- Ingo Renner in the Sport Australia Hall of Fame

= Ingo Renner =

German-born Australian glider pilot (1940–2022)

Ingo Renner OAM (1 June 1940 – 26 February 2022) was an Australian glider pilot. He won the World Gliding Championships four times.

Renner was born in Hude in Germany and started gliding in 1954 at the LSV Hude (gliding club of Hude) of which he was an honorary member. In 1967 he moved to Australia and was granted Australian citizenship in 1971. He flew over 37,000 hours.

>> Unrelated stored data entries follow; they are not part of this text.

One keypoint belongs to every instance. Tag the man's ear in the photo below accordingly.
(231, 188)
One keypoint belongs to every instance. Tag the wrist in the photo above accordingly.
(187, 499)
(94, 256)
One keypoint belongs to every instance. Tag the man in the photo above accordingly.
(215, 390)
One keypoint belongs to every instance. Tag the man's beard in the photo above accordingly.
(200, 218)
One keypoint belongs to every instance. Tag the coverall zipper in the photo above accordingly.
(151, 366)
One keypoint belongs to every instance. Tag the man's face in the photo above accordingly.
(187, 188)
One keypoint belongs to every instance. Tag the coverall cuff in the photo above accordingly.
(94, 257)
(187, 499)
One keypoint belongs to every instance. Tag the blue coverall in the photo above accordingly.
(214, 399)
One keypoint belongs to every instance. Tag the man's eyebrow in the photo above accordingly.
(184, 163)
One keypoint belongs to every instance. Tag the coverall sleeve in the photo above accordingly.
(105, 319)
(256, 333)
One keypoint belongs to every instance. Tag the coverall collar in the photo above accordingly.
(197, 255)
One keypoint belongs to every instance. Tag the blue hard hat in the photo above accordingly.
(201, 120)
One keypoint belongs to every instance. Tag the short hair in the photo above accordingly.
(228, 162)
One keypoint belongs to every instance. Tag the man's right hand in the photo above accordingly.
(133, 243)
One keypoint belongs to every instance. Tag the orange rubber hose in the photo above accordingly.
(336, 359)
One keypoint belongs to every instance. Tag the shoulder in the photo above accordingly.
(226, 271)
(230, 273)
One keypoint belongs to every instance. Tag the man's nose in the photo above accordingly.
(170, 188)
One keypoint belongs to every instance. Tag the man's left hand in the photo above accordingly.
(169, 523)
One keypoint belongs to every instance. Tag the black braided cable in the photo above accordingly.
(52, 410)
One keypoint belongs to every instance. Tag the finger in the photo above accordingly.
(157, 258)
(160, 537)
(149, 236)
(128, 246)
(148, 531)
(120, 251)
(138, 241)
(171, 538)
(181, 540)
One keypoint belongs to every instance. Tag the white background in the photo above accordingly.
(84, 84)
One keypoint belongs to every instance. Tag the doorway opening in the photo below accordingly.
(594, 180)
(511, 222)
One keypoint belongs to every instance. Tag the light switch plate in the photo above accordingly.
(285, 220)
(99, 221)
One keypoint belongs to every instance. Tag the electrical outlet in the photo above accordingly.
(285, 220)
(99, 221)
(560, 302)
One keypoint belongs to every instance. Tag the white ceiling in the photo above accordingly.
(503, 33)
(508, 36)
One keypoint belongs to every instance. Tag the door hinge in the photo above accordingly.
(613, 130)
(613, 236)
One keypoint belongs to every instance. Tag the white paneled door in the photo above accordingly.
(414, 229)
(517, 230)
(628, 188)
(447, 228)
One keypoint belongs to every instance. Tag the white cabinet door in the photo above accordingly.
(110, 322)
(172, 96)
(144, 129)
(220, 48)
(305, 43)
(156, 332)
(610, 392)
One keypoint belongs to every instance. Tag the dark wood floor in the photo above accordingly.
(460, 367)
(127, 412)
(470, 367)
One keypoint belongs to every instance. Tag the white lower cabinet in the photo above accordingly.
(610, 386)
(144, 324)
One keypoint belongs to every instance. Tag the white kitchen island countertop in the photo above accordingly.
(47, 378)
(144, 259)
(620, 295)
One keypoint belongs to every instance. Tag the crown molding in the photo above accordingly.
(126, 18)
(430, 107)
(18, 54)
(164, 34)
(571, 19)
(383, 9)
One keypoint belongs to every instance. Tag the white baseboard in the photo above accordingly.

==Occupation as a gliding instructor==
Renner joined Bill Riley's Sportavia Soaring Centre, a commercial gliding operation in Tocumwal (New South Wales), as flight instructor shortly after moving to Australia. From 1974, he worked during the European summers as a flight instructor at the Oerlinghausen training centre and at its branches in southern Europe, such as at Sondrio. Each year he returned to Australia for the southern summer. At the age of 65, he retired after working thirty seasons at Oerlinghausen. In 2006, Sportavia Soaring Centre closed but the Murray Border Flying Club extended its operations to include gliding. In 2009 the Southern Riverina Gliding club was formed, and Renner was its chief flying instructor for gliding.

==Dynamic soaring==
Renner is reported to have utilized the dynamic soaring technique with a Glasflügel H-301 Libelle at Tocumwal in 1974 and later flights in an Eiri-Avion PIK-20.

==Records and FAI Badges==
In addition to several Australian records, Renner established two world records. In 1975, he and Hilmer Geissler flew a two-seat glider (Caproni Vizzola Calif A-21) a straight distance of 970.4 km from Bendigo in Victoria to Langley, a location approximately 120 km west of Bundaberg in Queensland. In 1982, he flew a Schempp-Hirth Nimbus-3 around a 100 km triangular course from Tocumwal airfield, New South Wales at an average speed of 195.30 km/h. In addition to his FAI gliding Gold badge with three diamonds, he earned the 27th FAI 1000 kilometre badge by a 1015.50 km flight in a Schempp-Hirth Nimbus-2 from Tocumwal airfield, New South Wales in 1980.

==Achievements in competitions==
In 1976 Renner won the World Gliding Championships in the Standard Class. In 1983, 1985 and 1987 he was World Champion in the Open Class. He also received the Dr. Mervyn Hall Trophy by the GFA as the Australian (Open Class) Champion in 1971/72, 1972/73, 1979/80, 1981/82, 1982/83, 1983/84 and 1991/92, and the GFA Shield (Team Trophy) in the seasons 1971/72, 1984/85, 1985/86, 1988/89, 1989/90, 1990/91 and 1998/99. He was Australian National Champion a total of nineteen times.

Renner was still taking part in the decentralized soaring competition OLC until 2021.

==Other awards and honours==

Renner was inducted into the Sport Australia Hall of Fame in 1987. In 1988, he was awarded the FAI Lilienthal Gliding Medal and the Medal of the Order of Australia. In 2000 he was awarded the Australian Sports Medal.

==Family==
Renner's wife Judy is also a talented glider pilot. She has four daughters and eight grandchildren.